人を入れるイベントに使う「対面」について伺いました。
目次
「問題ない」は2割に届かず
巨大イベントを3年ぶりに「対面で」開催――カギの中、どう感じますか? |
問題ない 18.3% |
違和感はあるが、一言で表現するのが難しいので仕方ない 44.9% |
おかしい。「会場に人を入れて」などとしたい 36.8% |
「リモート」や「オンライン」に対置して使われる「対面」。人と人とが向き合うような場面をイメージしにくい巨大イベントでも「対面で」開催と言うことについては、「違和感はあるが仕方ない」とした人が最多で4割余りを占めました。「問題ない」とした人は2割に届かず、他に言葉がないため仕方なく使われている表現のようです。
対面は「向き合うこと」
国語辞典の「対面」についての説明は「①顔を向き合わせて会うこと。②互いに向き合うこと」(岩波国語辞典8版)ぐらいが大半です。観客などを会場に入れてイベントを開く際に「対面で開催」などと言うようになったのは、コロナ禍にあって生まれた新しい用法でしょう。
もっとも、インターネットないしオンラインと「対面」を対置する用法はコロナ禍以前にも存在するものではありました。例えば市販薬の販売を巡っては「対面販売」に対してネット販売を認めるか、というのが長年の焦点でした。
ただし「対面販売」ではちゃんと「互いに向き合う」場面が想定される一方で、イベントの場合には必ずしも「向き合う」わけではありません。入場者はもしかすると会場の中をただ回遊するだけかもしれませんし、あるいはステージの上を一方的に見つめるだけかもしれません。「対面」という言葉がなじまない場合は幾らも考えられそうです。
「有観客」と似た事情
とはいえ「対面」以外にどんな言い方をすればよいのか、となると、一言でスパッと言い切るのはなかなか難しそうです。質問の選択肢では「会場に人を入れて」という例を示しましたが、「対面」に比べて文字数が多いと言われればその通りです。
コロナ禍以前は普通だったことについて、改めて言葉を選ぶのが難しいというのは、以前「有観客」という言葉について伺った際にも感じたことでした。
かつては異常なことだった「無観客」が大勢を占めるようになった状況で、逆に観客を入れる場合を説明する言葉が必要になり、使われ出したのが「有観客」でした。イベントなどの「対面」開催も、似たようなものと考えられます。
緊急対応の用法として扱う
アンケートの結果では「おかしい」との回答が「問題ない」の2倍程度になりました。人と人が空間を共有する場合を何でも「対面」で済ませるというのは、言葉の使い方として好ましいものではありません。
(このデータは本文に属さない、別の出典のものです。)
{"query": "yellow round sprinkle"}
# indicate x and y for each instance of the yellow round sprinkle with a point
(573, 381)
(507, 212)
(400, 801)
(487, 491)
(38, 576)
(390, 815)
定着する可能性がないとは言えませんが、あくまで緊急対応の用法とみるべきでしょう。
イベントなどの場合は、コロナ禍前と同様の開催形式であれば「通常開催」と言ってしまってもよいと思います。しかし、人は入れるけれども以前と同じとは言えない――そうした場合にはやはり、「一般客を迎えて開催する」のように説明するしかないのではないかと考えます。
(2022年12月08日)
「対面」は「顔を向き合わせて会うこと」(岩波国語辞典8版)というのが主な意味ですが、コロナ禍にあって新しい使い方が広がってきました。オンラインやリモートに対して、実際に空間を共有して顔を合わせることについて「対面」と言う場面が増えているのです。▲三省堂国語辞典は昨年刊行された8版で「対面」の項目に「対面講義」という用例を挙げています。この用例は「リアル④」を参照せよという注釈付き。それに従うと「〔仮想ではなく〕現実〈に/で〉あるようす。また、現実」とあり、「リアルの〔=オンラインでない、対面での〕講義」という用例が挙げられています。「対面講義」「リアル講義」はほぼ同義で、「オンライン講義」と対をなすという説明です。▲たしかに「対面講義」であれば学生と教師が向き合っている場面が目に浮かび、分かる気はします。しかしこれが、巨大イベントならどうでしょうか。今秋の大規模な展示会を取り上げた記事で「一般来場者向けに対面で開催するのは3年ぶり」というくだりがありました。この場合、「対面」といっても見学客は自由に動き回るわけで、じっと誰かと向き合っているという場面は今一つ想像しにくいと思います。単に「空間を共有する」に近い意味で「対面」と言って差し支えないか、皆さんに伺ってみたいと思います。